Nearly 1 in 10 Android apps are viruses! Really?
Cheetah Mobile has some great Android apps and both Clean Master and Battery Doctor have been featured on this site. The company has released a 2014 Half Yearly Security Report in which it claims that nearly 1 in 10 of Android apps are viruses. The company collected 24.4 million file samples of which 2.2 million contained viruses of some sort. Unlike iOS, Android lets you download apps from alternate app stores instead of the official one, and this is where most of the viruses are found. The report makes interesting reading, but if you stick to the Google Play Store and well known apps, you will probably never see a virus on your Android phone or tablet.

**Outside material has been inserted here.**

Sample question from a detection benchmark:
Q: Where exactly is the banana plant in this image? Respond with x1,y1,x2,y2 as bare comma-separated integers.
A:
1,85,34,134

We already have internet connected washing machines, fridges, home heating and other devices, and the trend is set to continue. In the future everything will be connected by Wi-Fi over the internet and you will be able to control them with an app remotely. This might seem like a nice idea, but what about hackers? Are these internet-connected devices secure? This is the subject of a couple of interesting posts at the BBC, see Why your washing machine is a security risk and Smart home kit proves easy to hack, says HP study. If household devices hold personal information and they aren't secure, you are at risk. best stick with dumb devices then.